Datasaur Raises Initial Funding of 60 Billion Rupiah
This funding round was led by Initialized Capital with the participation of HNVR, Gold House Ventures, TenOneTen and previous investors
Data labeling platform development startup Datasaur announced new seed funding of $4 million or over IDR 60 billion. This round was led by Initialized Capital, with participation from HNVR, Gold House Ventures, TenOneTen, and past investors.
Previously, this platform also had time to earn investation worth $ 3,9 million or the equivalent of IDR 58 billion after participating demo day in the Y Combinator accelerator program in March 2020. To date, the total funding that has been obtained has reached $7,9 million or more than IDR 118 billion.
The fresh funds raised will be focused on developing better NLP data labeling and modeling process efficiency for data scientists.
Although based in the United States, Datasaur was founded by an Indonesian entrepreneur, Ivan Lee. Companies develop intelligent tools to help data labelers work more productively and efficiently. This includes improving data privacy and security – often data labeling work is done privately outsourced.
As is known, the data labeling process is an important aspect in developing AI-based services, especially in model-based natural language processing (NLP). Datasaur handles all NLP models, including some of them entity recognition, document labeling, to parsing dependencies.
As the NLP industry continues to grow, many companies are interested in training models based on their own data sets. That way, companies can train models to handle some very specific tasks in a more efficient way.
Reporting from TechCrunch, Datasaur Founder & CEO Ivan Lee revealed that one of his goals since the beginning of developing this platform was to democratize AI, especially regarding nnatural language processing, and these new modeling features will make AI more affordable for many enterprises, even those without specific specifications.
Datasaur creates features that allow teams without data scientist, without engineer, to mark and label this data as desired, and it will also automatically train the model. This feature will be unlocked soon, so construction companies, law firms, marketing companies, who may not have a data engineering background, can still build NLP models [based on their training data].

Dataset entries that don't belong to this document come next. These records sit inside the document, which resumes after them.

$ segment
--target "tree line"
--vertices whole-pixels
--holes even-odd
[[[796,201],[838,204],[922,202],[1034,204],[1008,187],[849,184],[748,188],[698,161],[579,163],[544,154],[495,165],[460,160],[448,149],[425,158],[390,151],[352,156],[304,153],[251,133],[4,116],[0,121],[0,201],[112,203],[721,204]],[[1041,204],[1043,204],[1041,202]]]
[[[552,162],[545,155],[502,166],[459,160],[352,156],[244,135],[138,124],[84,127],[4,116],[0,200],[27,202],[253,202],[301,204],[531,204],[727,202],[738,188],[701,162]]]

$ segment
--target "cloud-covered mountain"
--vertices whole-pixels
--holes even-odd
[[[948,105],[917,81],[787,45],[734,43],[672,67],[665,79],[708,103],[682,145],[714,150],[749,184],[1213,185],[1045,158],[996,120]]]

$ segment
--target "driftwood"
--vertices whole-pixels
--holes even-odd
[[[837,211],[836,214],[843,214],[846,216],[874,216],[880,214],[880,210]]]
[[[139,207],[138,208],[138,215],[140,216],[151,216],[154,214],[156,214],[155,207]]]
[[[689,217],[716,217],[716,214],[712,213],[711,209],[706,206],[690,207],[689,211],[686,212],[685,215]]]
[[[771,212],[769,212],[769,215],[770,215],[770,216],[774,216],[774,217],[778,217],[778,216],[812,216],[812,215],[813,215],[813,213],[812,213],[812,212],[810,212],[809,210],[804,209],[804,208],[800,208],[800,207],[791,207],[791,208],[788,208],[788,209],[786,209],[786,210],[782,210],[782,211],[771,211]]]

Ivan also emphasized that he has a philosophy that is always focused on profitability, growing in a measurable way, not just growing by all means. He admits that he really considers every recruitment and its impact on business.
Currently, his engineering team is mostly based in Indonesia, and in terms of recruitment process, he is assertive enough to operate the company in an efficient way. According to him, by having a workforce that crosses geography and culture, employees can learn from one another, and that brings diversity to the company.
In March 2022, portfolio company GDP Ventures announced its acquisition of AI Convergent, technology development startup optical character recognition (OCR). Through this acquisition, both Datasaur and Convergent AI will integrate and expand their capabilities in the realm of OCR and data labeling.
Development of AI-based solutions in Indonesia
Indonesia is showing significant interest and growth in the development of AI-based solutions across various industries. Until now, there have been several companies that have seen the potential of AI and are trying to capitalize on it in this market.
One of them is Kata.ai, a technology company that focuses on developing artificial intelligence-based natural language processing in the form of chatbot has experience in assisting more than 150 businesses through technology chatbot.
Technology chatbot is a technological innovation that is able to walk side by side with humans. sophistication chatbot itself provides an opportunity for humans to focus on problems that cannot be handled by chatbot so that the preparation of the right operational strategy can be oriented towards a more efficient and productive business.
In addition, AI solutions have also penetrated developing sectors in Indonesia. In the HR sector, one of the developers of the Human Resources Intelligence System (HRIS), Catapa, recently launched a new feature HelpGPT, a chatGPT-based application that provides information on payroll taxes and labor regulations in Indonesian.
In other sectors such as agriculture, there are already attempts to use AI to optimize farming practices, crop monitoring and yield prediction. AI-based solutions can help farmers make data-driven decisions, leading to increased productivity and sustainability.
Within the healthcare industry, many related institutions are also exploring the use of AI for disease diagnosis, medical image analysis, and personalized treatment planning. AI-powered tools are being developed to help healthcare professionals provide better patient care.
Likewise in sectors that are growing rapidly in Indonesia, such as fintech, AI utilization opportunities continue to be explored. The financial industry is embracing AI to improve customer experience, optimize risk management and fight fraud. chatbot AI-powered and virtual assistants are becoming more prevalent in customer service.
Regarding the development of AI-based solutions, the Indonesian government also actively supports AI research and development through various initiatives and policies. They realized the potential of AI in driving economic growth and improving public services.